Human fetuses with trisomy 21 (T21) have atypical brain development that is apparent sonographically in the second trimester. We hypothesize that by analyzing and integrating dysregulated gene expression and pathways common to humans with Down syndrome (DS) and mouse models we can discover novel targets for prenatal therapy. Here, we tested the safety and efficacy of apigenin, identified with this approach, in both human amniocytes from fetuses with T21 and in the Ts1Cje mouse model. In vitro, T21 cells cultured with apigenin had significantly reduced oxidative stress and improved antioxidant defense response. In vivo, apigenin treatment mixed with chow was administered prenatally to the dams and fed to the pups over their lifetimes. There was no significant increase in birth defects or pup deaths resulting from prenatal apigenin treatment. Apigenin significantly improved several developmental milestones and spatial olfactory memory in Ts1Cje neonates. In addition, we noted sex-specific effects on exploratory behavior and long-term hippocampal memory in adult mice, and males showed significantly more improvement than females. We demonstrated that the therapeutic effects of apigenin are pleiotropic, resulting in decreased oxidative stress, activation of pro-proliferative and pro-neurogenic genes (KI67, Nestin, Sox2, and PAX6), reduction of the pro-inflammatory cytokines INFG, IL1A, and IL12P70 through the inhibition of NFκB signaling, increase of the anti-inflammatory cytokines IL10 and IL12P40, and increased expression of the angiogenic and neurotrophic factors VEGFA and IL7. These studies provide proof of principle that apigenin has multiple therapeutic targets in preclinical models of DS.

Inborn Errors of Adaptive Immunity in Down Syndrome.

Down syndrome fits an immunophenotype of combined immunodeficiency with immunodysregulation, manifesting with increased susceptibility to infections, autoimmunity, autoinflammatory diseases, and hematologic malignancies.
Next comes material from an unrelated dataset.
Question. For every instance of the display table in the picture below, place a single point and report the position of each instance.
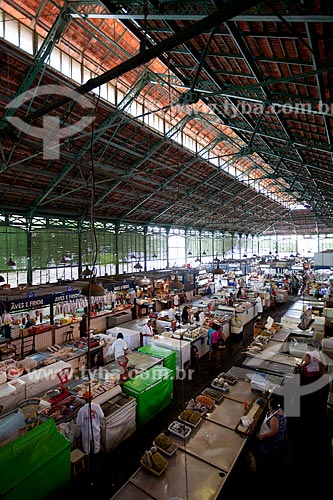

Qualitative and quantitative alterations in innate and adaptive immunity are found in most individuals with Down syndrome. However, there is substantial heterogeneity and no correlation between immunophenotype and clinical presentation. Previously, it was thought that the immunological changes in Down syndrome were caused by precocious aging. We emphasize in this review that the immune system in Down syndrome is intrinsically different from the very beginning. The overexpression of specific genes located on chromosome 21 contributes to immunodeficiency and immunodysregulation, but gene expression differs between genes located on chromosome 21 and depends on tissue and cell type. In addition, trisomy 21 results in gene dysregulation of the whole genome, reflecting the complex nature of this syndrome in comparison to well-known inborn errors of immunity that result from monogenic germline mutations. In this review, we provide an updated overview focusing on inborn errors of adaptive immunity in Down syndrome.